We found that anaphylactic death in Florida was more likely to occur in the months of March and April and again in July and August. The increase in deaths in the summer months was consistent with our previous report that hospitalization for anaphylaxis in Florida in 2001 was increased in the third quarter of that year (23). That increase in hospitalizations was accounted for by Hymenoptera sting anaphylaxis (23). We are not able to make a similar association of a seasonal change in Hymenoptera sting anaphylaxis with the seasonal change in anaphylactic death. The Olmsted County study (2) found that the incidence of anaphylaxis was greatest in July, August and September in Minnesota. This was attributed by the authors to insect sting anaphylaxis (2).
This report has several strengths. The use of a series of statewide death certificates is a novel approach to study anaphylactic mortality. It is the first to study the epidemiology of anaphylactic death in the United States for a population of more than 16 000 000 people. A search of the PubMed/MEDLINE database did not reveal any similar large population-based studies in the United States. This study is also the first to report age-specific anaphylactic death rates. In addition, this is the first study to report anaphylactic deaths per population for gender and race. It is also the first to report anaphylactic proportional mortality by location and by month of death.
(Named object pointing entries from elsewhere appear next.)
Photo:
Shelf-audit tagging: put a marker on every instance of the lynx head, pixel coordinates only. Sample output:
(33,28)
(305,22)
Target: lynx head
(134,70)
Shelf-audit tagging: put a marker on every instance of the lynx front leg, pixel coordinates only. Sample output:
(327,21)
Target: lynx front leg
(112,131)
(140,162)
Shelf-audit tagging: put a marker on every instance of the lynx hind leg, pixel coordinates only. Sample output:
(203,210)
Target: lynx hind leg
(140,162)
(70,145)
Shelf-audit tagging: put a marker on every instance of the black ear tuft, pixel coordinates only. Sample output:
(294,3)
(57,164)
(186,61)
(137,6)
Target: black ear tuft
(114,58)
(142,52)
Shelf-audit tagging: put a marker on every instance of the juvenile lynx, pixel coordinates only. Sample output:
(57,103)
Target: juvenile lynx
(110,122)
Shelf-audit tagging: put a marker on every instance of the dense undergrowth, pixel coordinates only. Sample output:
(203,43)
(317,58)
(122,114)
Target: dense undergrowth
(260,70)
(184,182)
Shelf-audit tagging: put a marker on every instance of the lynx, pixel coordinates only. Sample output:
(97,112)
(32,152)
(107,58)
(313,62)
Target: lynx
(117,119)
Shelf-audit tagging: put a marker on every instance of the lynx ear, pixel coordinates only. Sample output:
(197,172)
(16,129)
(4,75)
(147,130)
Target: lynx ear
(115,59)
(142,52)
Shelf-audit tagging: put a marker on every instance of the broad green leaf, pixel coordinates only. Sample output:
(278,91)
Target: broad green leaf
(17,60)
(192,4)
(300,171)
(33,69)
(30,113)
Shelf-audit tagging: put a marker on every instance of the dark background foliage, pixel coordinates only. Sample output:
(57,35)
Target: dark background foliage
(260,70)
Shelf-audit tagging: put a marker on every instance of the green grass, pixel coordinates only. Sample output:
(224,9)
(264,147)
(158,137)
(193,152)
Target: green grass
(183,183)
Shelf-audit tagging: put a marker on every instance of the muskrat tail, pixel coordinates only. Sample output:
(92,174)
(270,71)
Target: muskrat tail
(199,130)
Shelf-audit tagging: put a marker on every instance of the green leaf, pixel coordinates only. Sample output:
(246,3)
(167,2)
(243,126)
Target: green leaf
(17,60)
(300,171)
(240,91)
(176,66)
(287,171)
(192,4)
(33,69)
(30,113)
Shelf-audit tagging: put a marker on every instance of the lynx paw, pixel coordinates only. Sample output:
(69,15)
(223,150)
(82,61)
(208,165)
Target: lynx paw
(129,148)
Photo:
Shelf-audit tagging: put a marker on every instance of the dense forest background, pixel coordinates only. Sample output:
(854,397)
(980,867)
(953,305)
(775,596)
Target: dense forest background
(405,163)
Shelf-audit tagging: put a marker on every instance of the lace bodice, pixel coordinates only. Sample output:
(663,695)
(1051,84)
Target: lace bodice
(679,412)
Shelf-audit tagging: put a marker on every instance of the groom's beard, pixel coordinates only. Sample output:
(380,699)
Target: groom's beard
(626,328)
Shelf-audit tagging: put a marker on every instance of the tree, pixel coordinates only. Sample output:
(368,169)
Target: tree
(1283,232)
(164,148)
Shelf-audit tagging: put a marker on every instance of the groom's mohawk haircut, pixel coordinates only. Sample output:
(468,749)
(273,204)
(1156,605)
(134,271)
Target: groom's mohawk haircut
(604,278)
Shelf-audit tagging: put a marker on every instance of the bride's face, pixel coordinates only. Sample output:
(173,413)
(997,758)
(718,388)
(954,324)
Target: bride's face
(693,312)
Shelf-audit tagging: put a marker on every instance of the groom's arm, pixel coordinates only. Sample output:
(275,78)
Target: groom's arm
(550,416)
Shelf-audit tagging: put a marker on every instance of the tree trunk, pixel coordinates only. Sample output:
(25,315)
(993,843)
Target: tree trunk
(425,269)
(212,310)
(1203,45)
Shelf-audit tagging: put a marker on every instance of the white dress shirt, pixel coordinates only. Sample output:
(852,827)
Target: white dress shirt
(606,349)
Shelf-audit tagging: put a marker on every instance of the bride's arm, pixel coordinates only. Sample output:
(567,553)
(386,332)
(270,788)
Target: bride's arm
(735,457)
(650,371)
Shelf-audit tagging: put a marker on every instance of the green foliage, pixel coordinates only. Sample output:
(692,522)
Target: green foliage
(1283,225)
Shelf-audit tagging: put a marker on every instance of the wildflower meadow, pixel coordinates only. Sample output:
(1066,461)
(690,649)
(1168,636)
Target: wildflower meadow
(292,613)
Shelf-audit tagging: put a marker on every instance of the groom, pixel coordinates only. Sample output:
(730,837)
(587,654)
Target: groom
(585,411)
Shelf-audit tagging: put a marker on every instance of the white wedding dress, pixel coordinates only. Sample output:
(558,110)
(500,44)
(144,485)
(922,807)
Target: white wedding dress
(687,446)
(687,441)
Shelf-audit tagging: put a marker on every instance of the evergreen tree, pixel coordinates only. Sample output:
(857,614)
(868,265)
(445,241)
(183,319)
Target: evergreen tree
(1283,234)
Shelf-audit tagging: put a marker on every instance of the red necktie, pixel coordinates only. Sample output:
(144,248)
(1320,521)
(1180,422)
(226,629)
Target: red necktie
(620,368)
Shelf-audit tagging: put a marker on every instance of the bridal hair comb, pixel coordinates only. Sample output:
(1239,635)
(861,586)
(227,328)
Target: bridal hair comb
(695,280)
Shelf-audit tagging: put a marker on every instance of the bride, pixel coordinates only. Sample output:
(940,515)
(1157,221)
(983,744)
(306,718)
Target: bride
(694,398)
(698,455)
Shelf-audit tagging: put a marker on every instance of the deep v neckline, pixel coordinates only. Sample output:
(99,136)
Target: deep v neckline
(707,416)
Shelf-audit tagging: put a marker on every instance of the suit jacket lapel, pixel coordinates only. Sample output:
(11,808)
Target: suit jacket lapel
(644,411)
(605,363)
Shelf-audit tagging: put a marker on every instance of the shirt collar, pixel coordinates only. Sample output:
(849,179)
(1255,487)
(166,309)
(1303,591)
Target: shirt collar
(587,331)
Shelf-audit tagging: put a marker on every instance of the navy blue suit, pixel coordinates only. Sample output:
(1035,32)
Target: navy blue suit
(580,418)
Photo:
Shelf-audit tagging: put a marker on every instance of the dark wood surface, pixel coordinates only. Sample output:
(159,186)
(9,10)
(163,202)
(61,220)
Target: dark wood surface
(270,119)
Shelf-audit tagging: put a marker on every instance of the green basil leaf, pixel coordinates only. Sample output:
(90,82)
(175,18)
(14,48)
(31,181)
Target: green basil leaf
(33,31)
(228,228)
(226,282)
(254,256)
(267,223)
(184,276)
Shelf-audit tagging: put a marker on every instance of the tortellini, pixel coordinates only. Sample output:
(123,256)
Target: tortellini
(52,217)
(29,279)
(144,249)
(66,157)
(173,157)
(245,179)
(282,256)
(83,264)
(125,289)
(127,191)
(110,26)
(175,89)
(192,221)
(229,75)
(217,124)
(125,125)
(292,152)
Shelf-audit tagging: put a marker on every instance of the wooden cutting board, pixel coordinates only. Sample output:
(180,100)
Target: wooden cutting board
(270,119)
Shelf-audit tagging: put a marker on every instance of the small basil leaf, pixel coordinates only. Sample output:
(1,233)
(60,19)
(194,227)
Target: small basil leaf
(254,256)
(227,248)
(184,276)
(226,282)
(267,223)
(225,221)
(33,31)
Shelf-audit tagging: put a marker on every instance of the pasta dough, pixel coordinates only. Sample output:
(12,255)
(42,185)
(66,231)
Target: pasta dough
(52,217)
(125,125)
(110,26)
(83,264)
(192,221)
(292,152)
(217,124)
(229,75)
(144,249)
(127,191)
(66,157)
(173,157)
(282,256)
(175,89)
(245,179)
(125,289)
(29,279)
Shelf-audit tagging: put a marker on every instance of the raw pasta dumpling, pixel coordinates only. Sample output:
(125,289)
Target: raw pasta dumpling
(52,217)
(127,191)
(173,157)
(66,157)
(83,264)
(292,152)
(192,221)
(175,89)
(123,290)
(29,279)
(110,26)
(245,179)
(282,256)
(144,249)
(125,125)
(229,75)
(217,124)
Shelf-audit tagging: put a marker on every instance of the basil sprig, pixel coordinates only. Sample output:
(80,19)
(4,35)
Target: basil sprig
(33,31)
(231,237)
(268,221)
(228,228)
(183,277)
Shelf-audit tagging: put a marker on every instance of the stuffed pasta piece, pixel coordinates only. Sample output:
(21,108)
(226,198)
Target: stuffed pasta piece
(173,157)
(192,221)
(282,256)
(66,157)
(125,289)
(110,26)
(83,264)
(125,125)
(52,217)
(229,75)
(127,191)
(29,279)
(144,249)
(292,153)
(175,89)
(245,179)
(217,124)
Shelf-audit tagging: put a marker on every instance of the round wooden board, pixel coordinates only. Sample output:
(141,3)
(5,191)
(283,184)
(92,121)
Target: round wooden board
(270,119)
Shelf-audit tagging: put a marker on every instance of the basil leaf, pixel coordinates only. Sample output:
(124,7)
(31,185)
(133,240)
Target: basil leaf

Our analysis was limited by our inability to confirm the accuracy of the complete death certificate record using another database. Underdiagnosis of anaphylaxis is believed to be common (17). To further evaluate the possibility of underdiagnosis, Florida in-hospital deaths from anaphylaxis in 2001 as determined from death certificates in the present study were compared with a review of all 10 diagnosis fields (as opposed to using only the principle diagnosis) of the hospital discharge database of the Florida Agency for Health Care Administration [see reference (4) for methods]. Four deaths were captured by both sources. Five in hospital deaths that were likely to be due to anaphylaxis were not so reported on the death certificates and three in hospital anaphylactic deaths as reported on the death certificates were not coded as anaphylaxis in the hospital discharge database. This limited assessment of the completeness of the death certificate data suggests that the actual number of anaphylactic deaths in Florida is higher than it is possible to determine on the basis of an analysis of only a single database.
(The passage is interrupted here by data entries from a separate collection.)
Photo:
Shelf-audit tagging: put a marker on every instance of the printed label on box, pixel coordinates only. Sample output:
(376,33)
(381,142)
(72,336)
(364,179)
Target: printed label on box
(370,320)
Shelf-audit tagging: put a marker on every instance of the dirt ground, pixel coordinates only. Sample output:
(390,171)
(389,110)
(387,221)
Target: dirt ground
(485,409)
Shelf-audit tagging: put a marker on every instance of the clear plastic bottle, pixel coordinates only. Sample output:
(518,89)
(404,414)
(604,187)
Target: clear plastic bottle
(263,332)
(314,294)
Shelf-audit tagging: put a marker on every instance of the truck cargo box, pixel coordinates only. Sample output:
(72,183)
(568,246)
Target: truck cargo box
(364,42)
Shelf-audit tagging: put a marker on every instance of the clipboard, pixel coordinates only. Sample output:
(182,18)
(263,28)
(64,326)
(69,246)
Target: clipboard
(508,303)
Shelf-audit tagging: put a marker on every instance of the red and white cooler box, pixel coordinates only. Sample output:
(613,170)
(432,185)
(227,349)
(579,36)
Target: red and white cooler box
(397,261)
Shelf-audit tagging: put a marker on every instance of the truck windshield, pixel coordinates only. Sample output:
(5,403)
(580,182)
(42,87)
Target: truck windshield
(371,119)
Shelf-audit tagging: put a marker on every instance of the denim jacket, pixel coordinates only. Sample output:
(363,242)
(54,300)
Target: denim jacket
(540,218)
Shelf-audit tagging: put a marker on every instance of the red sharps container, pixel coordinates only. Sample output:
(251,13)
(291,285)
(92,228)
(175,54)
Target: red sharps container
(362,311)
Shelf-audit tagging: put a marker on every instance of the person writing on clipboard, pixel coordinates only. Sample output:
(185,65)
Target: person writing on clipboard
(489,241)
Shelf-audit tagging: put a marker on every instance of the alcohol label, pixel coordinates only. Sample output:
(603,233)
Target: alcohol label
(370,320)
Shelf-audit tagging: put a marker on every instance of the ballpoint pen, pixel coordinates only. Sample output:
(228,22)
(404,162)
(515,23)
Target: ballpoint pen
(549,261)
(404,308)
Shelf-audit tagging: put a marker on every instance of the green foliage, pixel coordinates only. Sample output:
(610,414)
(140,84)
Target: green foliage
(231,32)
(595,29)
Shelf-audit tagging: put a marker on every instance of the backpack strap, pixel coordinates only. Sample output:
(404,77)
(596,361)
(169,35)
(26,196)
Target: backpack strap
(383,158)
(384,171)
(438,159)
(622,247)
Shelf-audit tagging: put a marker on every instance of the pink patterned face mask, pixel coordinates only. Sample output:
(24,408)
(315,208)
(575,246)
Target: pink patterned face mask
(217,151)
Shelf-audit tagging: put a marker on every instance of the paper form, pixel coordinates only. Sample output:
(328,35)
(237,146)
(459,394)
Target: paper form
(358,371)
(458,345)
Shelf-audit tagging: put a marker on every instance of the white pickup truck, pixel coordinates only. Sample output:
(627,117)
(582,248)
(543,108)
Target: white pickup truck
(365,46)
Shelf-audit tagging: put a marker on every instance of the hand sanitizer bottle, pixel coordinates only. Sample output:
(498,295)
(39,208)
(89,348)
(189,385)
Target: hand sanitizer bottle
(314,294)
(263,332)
The diagnosis of anaphylaxis was confirmed by autopsy in 40% of our cases. There was no difference in race, anaphylactic triggers or the clinical variables of lung disease (asthma and COPD) and heart disease between those with an autopsy confirmed diagnosis and those with a clinical diagnosis. However, those with an autopsy confirmed diagnosis were younger and more likely to be men than those with a clinical diagnosis. Nevertheless, we report a significantly higher death rate with increasing age. This suggests that underdiagnosis as a result of ascertainment bias (i.e. there were more anaphylactic deaths with increasing age although there were fewer autopsy confirmed diagnoses with increasing age) was not a significant factor in our analysis. We were unable to verify any of the diagnoses because of the retrospective nature of the study and because the deaths occurred throughout the state of Florida.
In conclusion, this large retrospective investigation of deaths from anaphylaxis in the State of Florida found an average annual incidence of 5.02 deaths per 10 000 000 people. People who were ≥65 years old and who were 35–64 years old, were 14.09 times and 6.38 times, respectively, as likely to die of anaphylaxis than those who were 5–14 years of age. Death from anaphylaxis was more likely to occur in an emergency department or clinic than in the hospital and was more likely to occur in March and April and in July and August than death from other causes.